By cutting off all means of communication—from the internet to text messages and phone lines—the authorities carried out a massacre in total silence. They labeled the victims “rioters” and “enemies” and opened the way for the continuation of an all-out war against the people. The wounded were abducted from hospitals; the dead were buried secretly; bodies were piled up in warehouses and stored in trailers; grieving families were sent wandering among stacks of corpses in search of their loved ones. Thousands of people—children, the elderly, and the young—were arrested. The number of enforced disappearances from these forty-seven years increased once again. Through ongoing intimidation, the state tried to silence witnesses to these crimes, including medical staff. Under conditions of suffocating repression and enforced single-voiced rule, the government recorded all of this in its own media as a triumphant spectacle.
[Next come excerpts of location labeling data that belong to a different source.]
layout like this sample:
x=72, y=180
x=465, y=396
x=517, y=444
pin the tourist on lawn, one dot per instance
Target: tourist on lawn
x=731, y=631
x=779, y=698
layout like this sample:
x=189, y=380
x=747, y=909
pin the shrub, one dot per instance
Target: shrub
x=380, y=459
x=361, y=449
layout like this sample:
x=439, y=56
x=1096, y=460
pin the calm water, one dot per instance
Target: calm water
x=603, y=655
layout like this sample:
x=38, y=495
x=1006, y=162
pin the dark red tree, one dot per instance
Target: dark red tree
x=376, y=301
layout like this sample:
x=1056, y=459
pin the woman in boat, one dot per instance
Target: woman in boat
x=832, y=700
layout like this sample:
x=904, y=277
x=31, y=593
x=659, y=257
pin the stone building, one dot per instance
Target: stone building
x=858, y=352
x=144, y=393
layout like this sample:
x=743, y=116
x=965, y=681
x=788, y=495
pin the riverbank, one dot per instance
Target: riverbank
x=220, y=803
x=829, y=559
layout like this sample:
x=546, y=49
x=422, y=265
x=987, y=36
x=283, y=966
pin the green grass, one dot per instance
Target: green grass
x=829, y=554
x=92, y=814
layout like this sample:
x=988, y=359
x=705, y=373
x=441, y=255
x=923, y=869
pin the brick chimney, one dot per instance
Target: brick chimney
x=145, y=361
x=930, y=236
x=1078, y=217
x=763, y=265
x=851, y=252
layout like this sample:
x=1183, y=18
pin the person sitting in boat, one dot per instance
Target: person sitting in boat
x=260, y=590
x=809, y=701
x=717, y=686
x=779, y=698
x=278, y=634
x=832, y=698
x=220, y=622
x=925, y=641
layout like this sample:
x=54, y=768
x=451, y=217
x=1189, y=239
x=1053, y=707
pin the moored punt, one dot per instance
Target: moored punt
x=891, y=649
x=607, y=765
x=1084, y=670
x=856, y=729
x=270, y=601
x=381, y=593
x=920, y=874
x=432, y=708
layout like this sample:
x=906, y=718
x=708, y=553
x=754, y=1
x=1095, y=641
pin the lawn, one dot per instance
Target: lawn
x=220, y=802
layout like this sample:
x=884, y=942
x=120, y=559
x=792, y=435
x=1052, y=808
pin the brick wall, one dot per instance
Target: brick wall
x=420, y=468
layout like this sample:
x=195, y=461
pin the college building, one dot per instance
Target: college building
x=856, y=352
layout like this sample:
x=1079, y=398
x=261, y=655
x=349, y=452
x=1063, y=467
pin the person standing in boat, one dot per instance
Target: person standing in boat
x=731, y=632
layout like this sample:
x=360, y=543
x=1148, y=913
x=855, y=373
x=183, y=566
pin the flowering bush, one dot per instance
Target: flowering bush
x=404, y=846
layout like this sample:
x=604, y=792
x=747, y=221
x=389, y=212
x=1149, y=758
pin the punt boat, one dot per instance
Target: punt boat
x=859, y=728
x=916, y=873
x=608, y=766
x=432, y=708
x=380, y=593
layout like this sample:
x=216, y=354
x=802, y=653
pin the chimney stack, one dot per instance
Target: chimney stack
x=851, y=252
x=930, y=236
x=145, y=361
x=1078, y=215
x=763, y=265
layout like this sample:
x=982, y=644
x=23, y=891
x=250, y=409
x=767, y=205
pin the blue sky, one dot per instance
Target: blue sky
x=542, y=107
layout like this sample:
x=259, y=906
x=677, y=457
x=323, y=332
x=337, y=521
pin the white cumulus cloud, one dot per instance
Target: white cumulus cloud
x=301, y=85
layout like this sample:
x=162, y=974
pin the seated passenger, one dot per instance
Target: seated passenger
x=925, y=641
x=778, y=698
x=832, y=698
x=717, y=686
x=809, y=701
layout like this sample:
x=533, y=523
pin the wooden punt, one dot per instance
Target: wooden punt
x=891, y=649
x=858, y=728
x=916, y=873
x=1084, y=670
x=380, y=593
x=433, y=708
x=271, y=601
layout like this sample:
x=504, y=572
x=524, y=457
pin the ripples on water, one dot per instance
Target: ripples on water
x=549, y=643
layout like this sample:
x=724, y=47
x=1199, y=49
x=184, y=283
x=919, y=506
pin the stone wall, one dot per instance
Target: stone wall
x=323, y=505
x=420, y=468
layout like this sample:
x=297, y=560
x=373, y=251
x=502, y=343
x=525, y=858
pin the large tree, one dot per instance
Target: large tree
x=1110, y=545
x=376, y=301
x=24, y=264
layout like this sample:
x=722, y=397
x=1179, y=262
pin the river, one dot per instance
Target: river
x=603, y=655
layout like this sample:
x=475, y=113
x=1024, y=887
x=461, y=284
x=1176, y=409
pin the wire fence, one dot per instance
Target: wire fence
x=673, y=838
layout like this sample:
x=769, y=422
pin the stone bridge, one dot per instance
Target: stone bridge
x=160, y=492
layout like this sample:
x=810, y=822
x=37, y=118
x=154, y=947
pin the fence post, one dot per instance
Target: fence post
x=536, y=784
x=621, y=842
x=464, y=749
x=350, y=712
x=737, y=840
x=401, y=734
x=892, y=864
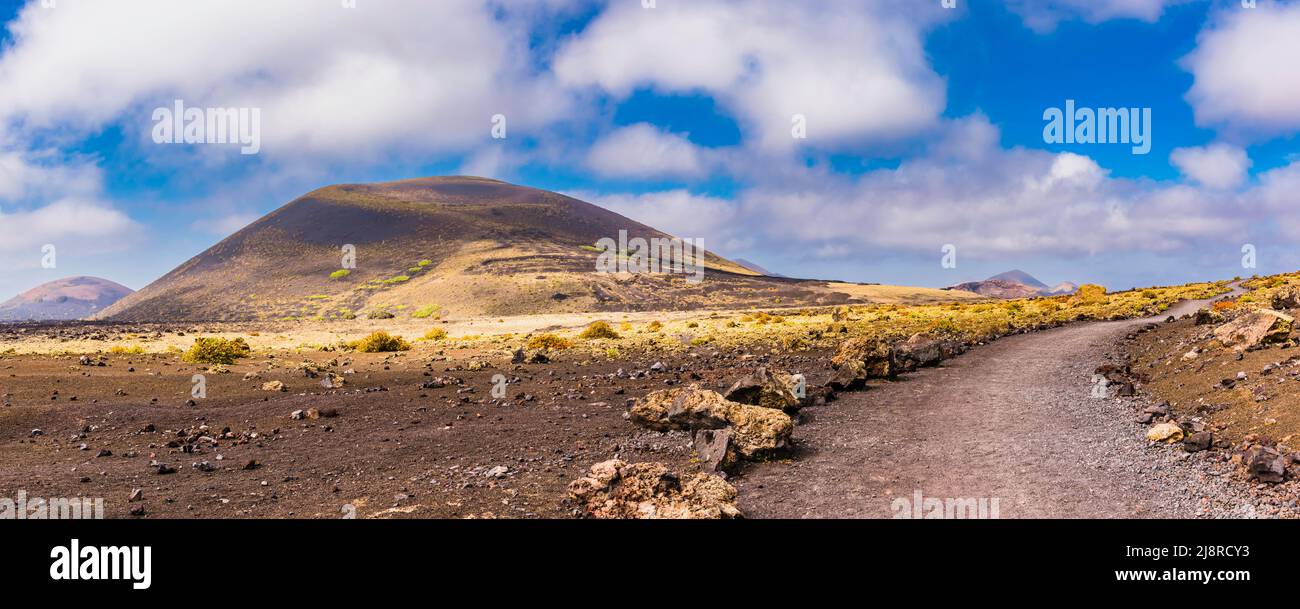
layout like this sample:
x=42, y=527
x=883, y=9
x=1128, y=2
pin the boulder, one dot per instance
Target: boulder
x=615, y=489
x=1265, y=463
x=866, y=358
x=917, y=351
x=848, y=378
x=1165, y=432
x=755, y=431
x=687, y=409
x=771, y=389
x=1208, y=316
x=1199, y=441
x=1287, y=297
x=273, y=387
x=1256, y=328
x=713, y=448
This relentless wave of death has plunged a grieving and wounded society into such shock that it may seem as if fundamental change through the will of the people is impossible. The horrific scale of the regime’s crimes has also opened the door for exploitative powers to hide their own bloody colonial histories behind the mask of “saviors” and to take advantage of this moment of bloodshed and popular uprising.
Those who tie the dream of freedom to military intervention are, without doubt, seeking to build their vision on the ruins of this land. The inevitable fate of the people is not to choose between the ruling reactionary forces and exploitative powers and their agents. The history of uprisings, repression, and renewed uprisings has shown that the strength and will of a people crushed by corruption, discrimination, and inequality will not disappear. It will organize consciously and impose itself on those who hold power and capital. It is the people who determine their own destiny.
The Iranian Writers’ Association, which for years has stood firm—despite repression—in defense of freedom of expression without restriction or exception, and has always stood alongside freedom-seeking people, will continue with all its strength to be the voice of the oppressed and the freedom-seekers until all those who ordered and carried out these crimes are brought before a fair and public trial by the people. The Iranian Writers’ Association calls on freedom-loving writers and like-minded institutions around the world not to take their eyes off Iran for a single moment, and to be the voice of the protesters, the survivors, and the detainees.